D’autres pensionnaires songent déjà à l’année suivante, à l’université, en fonction des bourses. Il s’agit toujours de financer ses études, peu importe lesquelles finalement, en « priant Dieu » pour que ça marche. Comptent surtout les soirs de match, qui vont déterminer le vainqueur du trophée Muck Bowl. L’effervescence gagne alors le terrain et les tribunes. On encourage ses gars, les camarades, les Devils de Pahokee. Chaque match est ponctué de danses, de démonstrations de pom-pom girls, de fanfares rythmées par les percussions.

Telle est la vie de Pahokee, partagée entre le foot, les parades, les études et… le foot toujours, avec ses heures d’entraînement, sa douce hystérie collective encadrant les rencontres, au fil des victoires menant jusqu’au titre de meilleure équipe de Floride.

Alternant les plans longs, larges ou resserrés, dans leur premier long métrage documentaire (trop long, à vrai dire), Ivete Lucas et Patrick Bresnan filment autant la ville, avec ses façades colorées, ses boutiques, sa signalétique particulièrement prononcée rompant l’horizontalité des champs alentour, et les groupes de fans qu’une galerie de personnages s’exprimant face caméra. Le tout-venant, sans commentaire, pas même de banc-titre, sans accompagnement musical.

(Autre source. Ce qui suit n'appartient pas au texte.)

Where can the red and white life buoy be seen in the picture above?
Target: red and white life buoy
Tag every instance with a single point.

Curieux portraits qui se dessinent là. Curieuse jeunesse, souvent calée dans l’insouciance, loin des turpitudes de la Maison Blanche et de son locataire (jamais mentionné, ni évoqué). Foin de désœuvrement, mais des existences gouvernées par le ballon, où tout est prétexte à la fête battant le pavé de la ville, à un moment charnière, celui qui mène à la vie adulte. Parmi ces encore très jeunes, Junior se distingue par d’autres responsabilités : il est père d’une mouflette d’un an, combinant tant bien que mal ses études, sa passion des percussions et sa charge paternelle.

Pahokee, une jeunesse américaine, Ivete Lucas et Patrick Bresnan, 1 h 52.